Coffee chain's CVA criticised as ‘very worst example’

The British Property Federation has condemned the Company Voluntary Arrangement proposal by the coffee chain Love Coffee, whose attempts to avoid the terms of its leases are set to leave landlords and local authorities unpaid.

Love Coffee has 29 branches nationwide and has grown rapidly in shopping centres, with sites including:

  • Harpur Centre, Bedford
  • Broadway Shopping Centre, Bexleyheath
  • Pyramids Shopping Centre, Birkenhead
  • The Strand Shopping Centre, Bootle
  • Princess Square Shopping Centre, Bracknell
  • St David’s, Cardiff
  • The Mall at Cribbs Causeway, Bristol
  • Orchard Shopping Centre, Dartford
  • Priory Shopping Centre, Dartford
  • Cheshire Oaks, Ellesmere Port
  • Trinity Leeds
  • Highcross Leicester
  • Lewisham Shopping Centre
  • Manchester Arndale
  • Four Seasons Shopping Centre, Mansfield
  • Walnuts Shopping Centre, Orpington
  • Halton Lea Shopping Centre, Runcorn
  • Crystal Peaks, Sheffield
  • Meadowhall, Sheffield
  • Springfield Outlet Centre, Spalding
  • Merseyway Shopping Centre, Stockport
  • intu Lakeside, Thurrock
  • Peacocks Shopping Centre, Woking
  • Birchwood Shopping Centre, Warrington
  • Westfield London

The BPF called the CVA put forward by Love Coffee a massive step backwards with regards to open and transparent insolvency negotiations, as the company :

  • stopped paying its bills;
  • failed to engage at all with landlords over the terms of the CVA;
  • is selective in its treatment of different classes of creditors, picking and choosing which it is willing to pay;
  • has offered no route for landlords to mitigate lost income, should it return to profitability.

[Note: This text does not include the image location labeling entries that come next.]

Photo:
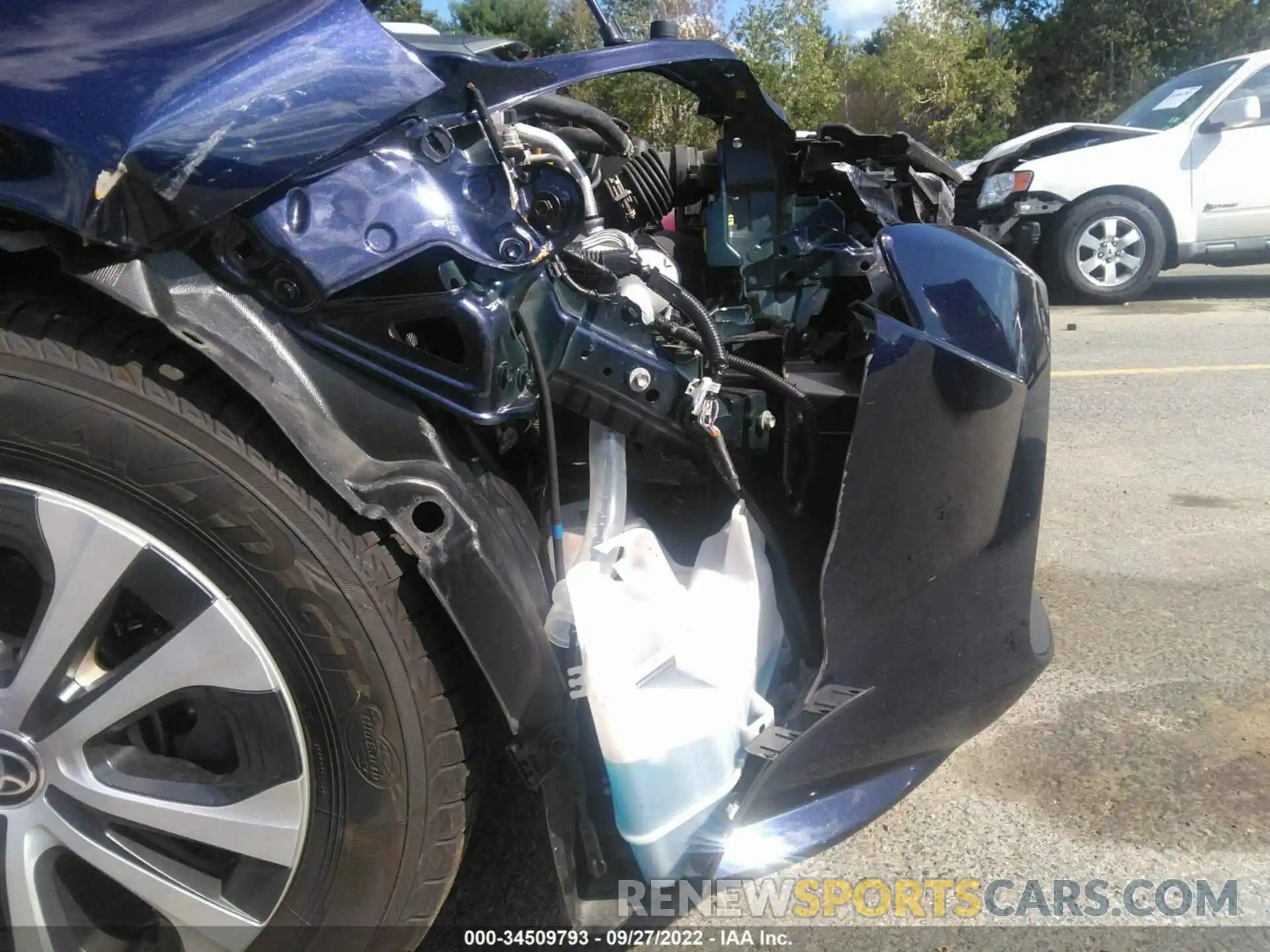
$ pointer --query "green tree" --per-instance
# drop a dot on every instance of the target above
(794, 56)
(654, 107)
(411, 12)
(943, 73)
(529, 20)
(1090, 59)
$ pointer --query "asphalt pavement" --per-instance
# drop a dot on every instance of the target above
(1143, 752)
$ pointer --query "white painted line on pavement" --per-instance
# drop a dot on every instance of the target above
(1144, 371)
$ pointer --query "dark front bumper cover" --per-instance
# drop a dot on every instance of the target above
(927, 586)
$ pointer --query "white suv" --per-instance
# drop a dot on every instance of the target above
(1183, 175)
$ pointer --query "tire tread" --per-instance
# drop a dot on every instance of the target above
(98, 338)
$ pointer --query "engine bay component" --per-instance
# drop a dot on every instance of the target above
(687, 440)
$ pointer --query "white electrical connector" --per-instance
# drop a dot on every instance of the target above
(705, 404)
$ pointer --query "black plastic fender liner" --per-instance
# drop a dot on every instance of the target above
(476, 539)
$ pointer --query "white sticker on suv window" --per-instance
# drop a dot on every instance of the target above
(1176, 98)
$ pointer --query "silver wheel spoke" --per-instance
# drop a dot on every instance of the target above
(89, 557)
(108, 757)
(24, 844)
(210, 651)
(266, 826)
(1089, 241)
(179, 905)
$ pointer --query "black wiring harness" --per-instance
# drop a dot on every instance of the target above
(605, 267)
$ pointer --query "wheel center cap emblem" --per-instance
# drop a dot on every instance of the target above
(19, 771)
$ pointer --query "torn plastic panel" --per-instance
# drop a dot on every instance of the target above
(190, 111)
(927, 592)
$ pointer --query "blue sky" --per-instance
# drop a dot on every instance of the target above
(855, 18)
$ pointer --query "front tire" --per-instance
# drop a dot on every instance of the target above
(240, 705)
(1108, 249)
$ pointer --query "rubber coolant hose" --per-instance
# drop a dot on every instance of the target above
(712, 342)
(582, 113)
(810, 423)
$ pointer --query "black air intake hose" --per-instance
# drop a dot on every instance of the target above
(639, 193)
(577, 112)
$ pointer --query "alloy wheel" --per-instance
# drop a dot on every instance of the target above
(1111, 252)
(153, 775)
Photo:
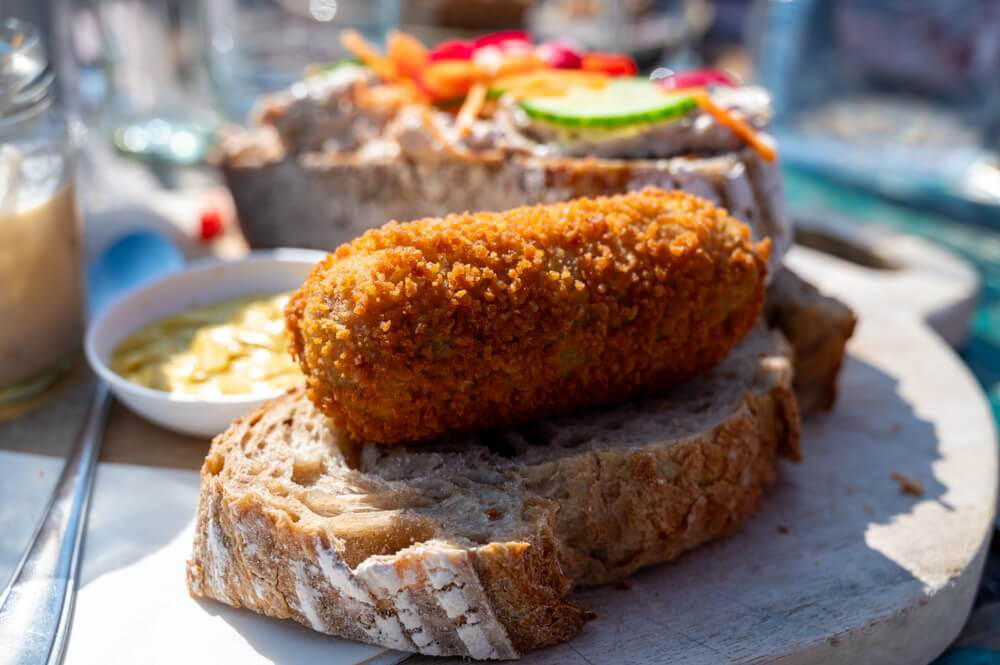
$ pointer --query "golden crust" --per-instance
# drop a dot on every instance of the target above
(491, 319)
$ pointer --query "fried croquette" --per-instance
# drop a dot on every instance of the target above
(493, 319)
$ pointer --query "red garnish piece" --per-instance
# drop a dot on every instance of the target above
(559, 55)
(697, 78)
(504, 39)
(613, 64)
(209, 224)
(453, 49)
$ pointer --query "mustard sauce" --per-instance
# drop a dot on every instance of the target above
(235, 347)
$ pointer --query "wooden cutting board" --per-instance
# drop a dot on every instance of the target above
(839, 565)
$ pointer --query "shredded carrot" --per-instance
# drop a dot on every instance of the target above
(471, 107)
(367, 54)
(740, 128)
(452, 78)
(406, 52)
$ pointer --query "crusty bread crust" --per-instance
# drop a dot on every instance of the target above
(321, 200)
(818, 327)
(470, 547)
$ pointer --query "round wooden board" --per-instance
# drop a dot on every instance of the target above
(839, 565)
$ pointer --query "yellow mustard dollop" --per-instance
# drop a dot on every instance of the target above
(235, 347)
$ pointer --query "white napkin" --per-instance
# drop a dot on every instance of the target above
(133, 606)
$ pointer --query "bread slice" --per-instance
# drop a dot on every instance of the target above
(818, 327)
(284, 200)
(469, 546)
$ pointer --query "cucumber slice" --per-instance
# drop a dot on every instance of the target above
(321, 70)
(619, 104)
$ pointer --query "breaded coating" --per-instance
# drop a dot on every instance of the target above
(494, 319)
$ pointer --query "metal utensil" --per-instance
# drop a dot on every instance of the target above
(36, 608)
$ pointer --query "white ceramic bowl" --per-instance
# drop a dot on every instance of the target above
(202, 282)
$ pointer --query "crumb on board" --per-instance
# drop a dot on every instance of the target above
(906, 484)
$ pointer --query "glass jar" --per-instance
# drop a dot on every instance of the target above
(41, 313)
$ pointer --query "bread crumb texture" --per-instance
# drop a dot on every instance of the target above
(492, 319)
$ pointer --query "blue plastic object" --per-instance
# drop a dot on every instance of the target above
(134, 259)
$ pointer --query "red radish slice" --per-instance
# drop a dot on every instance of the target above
(696, 78)
(613, 64)
(559, 55)
(453, 49)
(502, 38)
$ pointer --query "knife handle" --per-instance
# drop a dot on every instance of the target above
(36, 608)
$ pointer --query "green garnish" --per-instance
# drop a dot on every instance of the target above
(621, 103)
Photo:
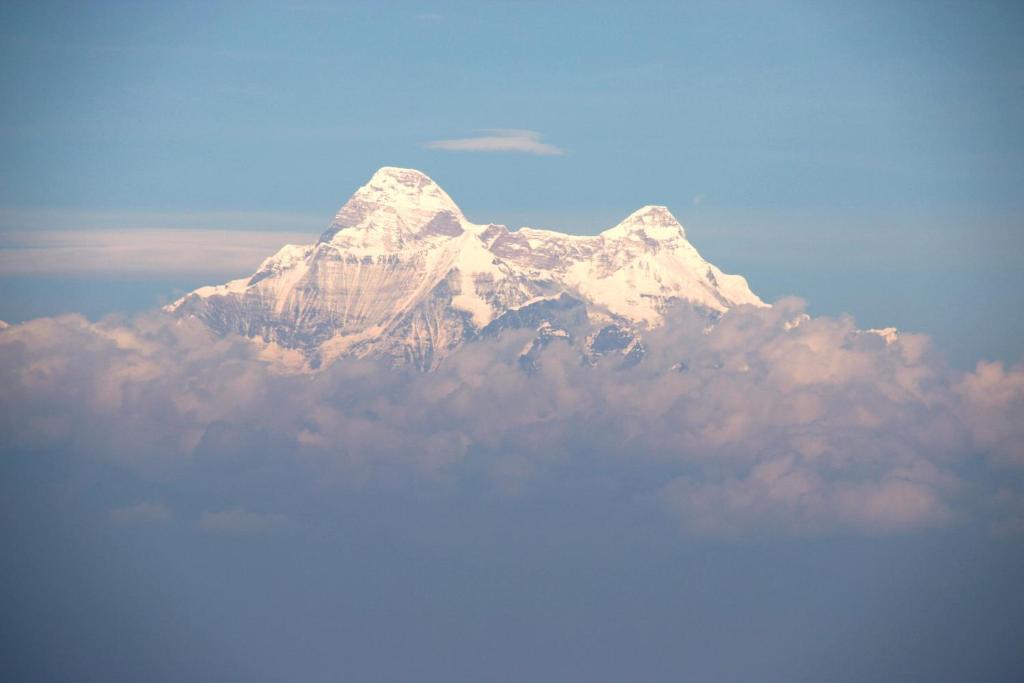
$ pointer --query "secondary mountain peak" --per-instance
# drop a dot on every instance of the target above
(651, 221)
(395, 206)
(400, 273)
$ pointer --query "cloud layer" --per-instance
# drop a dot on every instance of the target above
(137, 251)
(499, 139)
(769, 422)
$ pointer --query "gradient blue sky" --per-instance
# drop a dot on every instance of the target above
(864, 156)
(172, 509)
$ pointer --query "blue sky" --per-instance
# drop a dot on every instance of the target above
(801, 504)
(865, 156)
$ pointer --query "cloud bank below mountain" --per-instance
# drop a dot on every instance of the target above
(770, 422)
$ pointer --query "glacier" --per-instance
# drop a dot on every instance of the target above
(401, 274)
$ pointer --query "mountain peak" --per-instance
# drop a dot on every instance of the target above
(394, 205)
(652, 221)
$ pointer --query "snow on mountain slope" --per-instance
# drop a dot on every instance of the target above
(400, 272)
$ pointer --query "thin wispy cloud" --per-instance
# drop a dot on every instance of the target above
(137, 252)
(499, 139)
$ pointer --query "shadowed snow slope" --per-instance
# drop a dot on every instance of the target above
(400, 273)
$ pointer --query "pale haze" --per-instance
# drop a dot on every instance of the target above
(511, 341)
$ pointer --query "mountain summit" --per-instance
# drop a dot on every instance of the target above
(401, 273)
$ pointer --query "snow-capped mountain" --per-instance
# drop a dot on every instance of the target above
(400, 272)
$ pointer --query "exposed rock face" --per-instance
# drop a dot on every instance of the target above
(401, 273)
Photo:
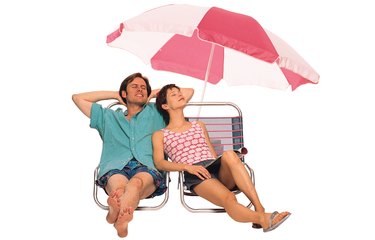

The CVA comes after directors of Love Coffee took out substantial dividends between 2013-14. Whilst further investment is promised in the event that the CVA is approved, there is no guarantee of this or indication of where the additional funding will come from.

Ian Fletcher, director of policy at the British Property Federation, commented: “The CVA put forward by Love Coffee represents the very worst example of insolvency negotiations we have seen, and is unacceptable in its treatment of landlords who have fulfilled their obligations, only to be ignored and left out of pocket. The company also leaves the taxpayer short with unpaid business rates bills.

“The directors of Love Coffee have taken a highly unorthodox, selective approach to deciding which creditors they see fit to pay, and its insolvency practitioner should be scrutinised by their regulators.”